The new coating contains polymer microcapsules, filled with a solution that, when exposed to light, turns into a water-resistant solid. The idea is that damage to a coated concrete surface would cause the capsules to break open and release the solution, which then would fill the crack and solidify in sunlight.
Researchers have developed a range of microcapsule-based, self-healing systems in recent years. Generally, they consist of a “healing agent,” often a polymer paired with a catalyst. The systems are designed so that damage brings the healing agent, originally in solution, into contact with the catalyst, which causes the healing agent to solidify. But “there are limitations to this system,” says Chung, such as the availability and cost of the catalyst. Since sunlight induces the key reaction in his group’s new coating, it has the advantage of being “catalyst-free” and potentially inexpensive, he says. Chung says the polymer his group chose as a healing agent is attractive because it won’t freeze even in very low temperatures, and is considered environmentally friendly.

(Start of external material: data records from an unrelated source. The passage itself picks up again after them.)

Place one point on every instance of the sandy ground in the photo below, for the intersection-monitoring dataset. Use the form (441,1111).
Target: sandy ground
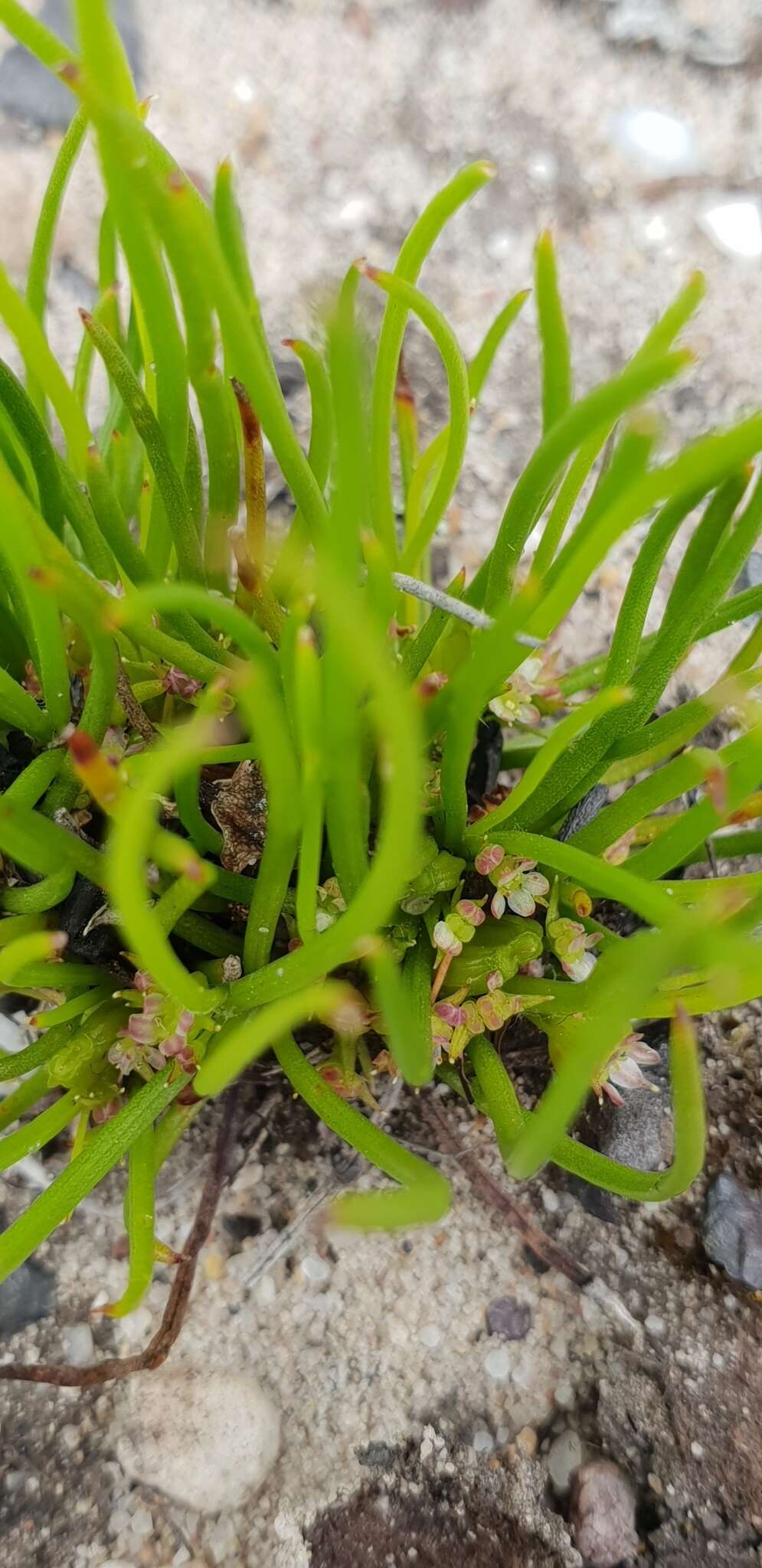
(342,119)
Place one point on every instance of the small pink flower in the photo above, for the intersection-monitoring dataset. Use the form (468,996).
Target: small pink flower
(179,684)
(624,1068)
(450,1014)
(446,939)
(571,946)
(521,885)
(489,858)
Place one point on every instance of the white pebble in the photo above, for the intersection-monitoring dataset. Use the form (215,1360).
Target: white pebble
(206,1439)
(267,1291)
(142,1523)
(498,1364)
(79,1344)
(564,1459)
(316,1269)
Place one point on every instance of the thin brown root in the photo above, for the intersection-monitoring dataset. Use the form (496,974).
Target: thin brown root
(157,1351)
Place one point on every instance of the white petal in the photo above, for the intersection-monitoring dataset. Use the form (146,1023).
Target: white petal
(521,902)
(626,1073)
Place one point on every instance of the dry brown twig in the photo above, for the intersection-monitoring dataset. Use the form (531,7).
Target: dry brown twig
(492,1194)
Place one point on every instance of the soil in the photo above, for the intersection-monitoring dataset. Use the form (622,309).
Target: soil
(411,1433)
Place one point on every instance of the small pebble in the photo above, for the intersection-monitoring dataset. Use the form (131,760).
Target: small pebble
(142,1523)
(565,1396)
(509,1318)
(498,1364)
(603,1514)
(79,1344)
(527,1440)
(564,1459)
(316,1269)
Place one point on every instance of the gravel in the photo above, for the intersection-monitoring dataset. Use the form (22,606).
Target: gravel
(509,1318)
(603,1514)
(361,115)
(564,1459)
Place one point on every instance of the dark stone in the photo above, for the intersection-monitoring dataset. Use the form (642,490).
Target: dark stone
(509,1318)
(103,942)
(733,1230)
(637,1132)
(25,1297)
(485,760)
(35,94)
(242,1225)
(594,1200)
(585,811)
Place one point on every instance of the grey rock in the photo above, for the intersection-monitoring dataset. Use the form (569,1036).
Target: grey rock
(509,1318)
(733,1230)
(639,1132)
(564,1459)
(585,811)
(31,93)
(751,573)
(603,1514)
(25,1297)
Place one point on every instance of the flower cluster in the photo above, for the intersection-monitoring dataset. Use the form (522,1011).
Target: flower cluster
(624,1068)
(519,887)
(332,905)
(571,944)
(458,927)
(155,1035)
(518,701)
(453,1021)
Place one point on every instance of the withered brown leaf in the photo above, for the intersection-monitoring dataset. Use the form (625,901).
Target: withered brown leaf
(240,812)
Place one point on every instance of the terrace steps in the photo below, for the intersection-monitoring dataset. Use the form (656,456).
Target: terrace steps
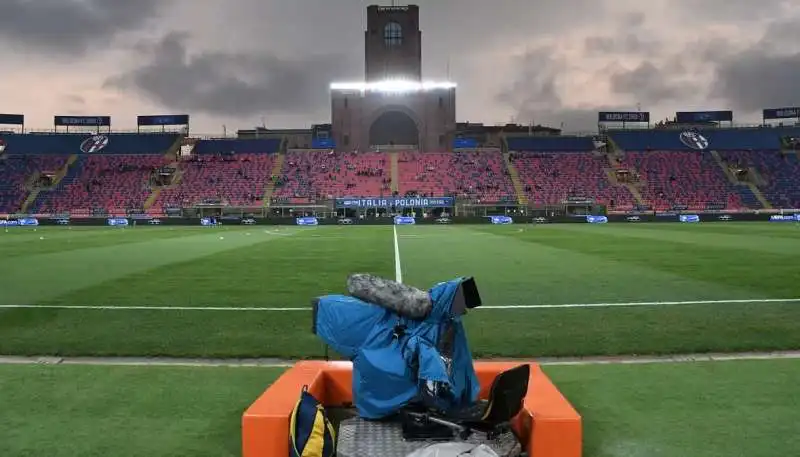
(156,190)
(277,168)
(760,196)
(753,186)
(29,200)
(611,173)
(522,197)
(395,171)
(725,168)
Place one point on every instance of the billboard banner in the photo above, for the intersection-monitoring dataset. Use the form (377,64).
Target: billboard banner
(323,143)
(690,117)
(781,113)
(415,202)
(21,222)
(404,220)
(163,119)
(307,221)
(623,116)
(785,218)
(597,219)
(501,220)
(117,222)
(465,143)
(12,119)
(83,121)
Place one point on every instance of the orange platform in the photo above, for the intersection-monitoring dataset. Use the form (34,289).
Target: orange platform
(548,425)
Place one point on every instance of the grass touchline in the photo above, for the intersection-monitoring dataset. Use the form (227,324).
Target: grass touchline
(294,309)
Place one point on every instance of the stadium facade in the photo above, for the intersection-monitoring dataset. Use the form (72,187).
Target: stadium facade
(393,106)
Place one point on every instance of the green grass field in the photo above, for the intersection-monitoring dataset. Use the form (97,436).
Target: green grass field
(548,290)
(609,279)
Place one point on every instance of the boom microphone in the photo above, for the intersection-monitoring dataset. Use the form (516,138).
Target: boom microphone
(404,300)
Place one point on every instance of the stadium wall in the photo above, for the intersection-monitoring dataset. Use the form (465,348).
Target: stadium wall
(517,220)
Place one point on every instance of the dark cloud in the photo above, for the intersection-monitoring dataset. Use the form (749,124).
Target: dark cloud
(534,88)
(64,26)
(630,43)
(534,94)
(729,10)
(647,83)
(231,84)
(754,80)
(764,75)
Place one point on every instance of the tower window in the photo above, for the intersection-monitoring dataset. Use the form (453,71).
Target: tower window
(393,34)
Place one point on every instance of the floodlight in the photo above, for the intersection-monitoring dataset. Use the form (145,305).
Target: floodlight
(393,86)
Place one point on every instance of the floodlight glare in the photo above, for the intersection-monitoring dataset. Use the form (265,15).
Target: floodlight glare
(393,86)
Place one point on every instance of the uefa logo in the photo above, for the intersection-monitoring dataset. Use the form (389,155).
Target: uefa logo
(94,143)
(694,140)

To demonstrate the effectiveness of the coating, the researchers sprayed it on the surface of concrete samples, and used razor blades to apply small cracks. Scanning electron microscopy confirmed that the razor blade caused the microcapsules to release their contents, which filled the damaged area. After the researchers exposed samples to sunlight for several hours, further microscopy showed healing, whereas damaged areas in control samples remained unfilled. Finally, the researchers confirmed that samples with the new coating were far less vulnerable to water and chloride ion penetration than were controls.
Chung says his group’s next task is to determine the optimal composition of the coating, and show that it remains stable over an extended time. He says that, so far, the group has shown that the coating can remain stable for a year.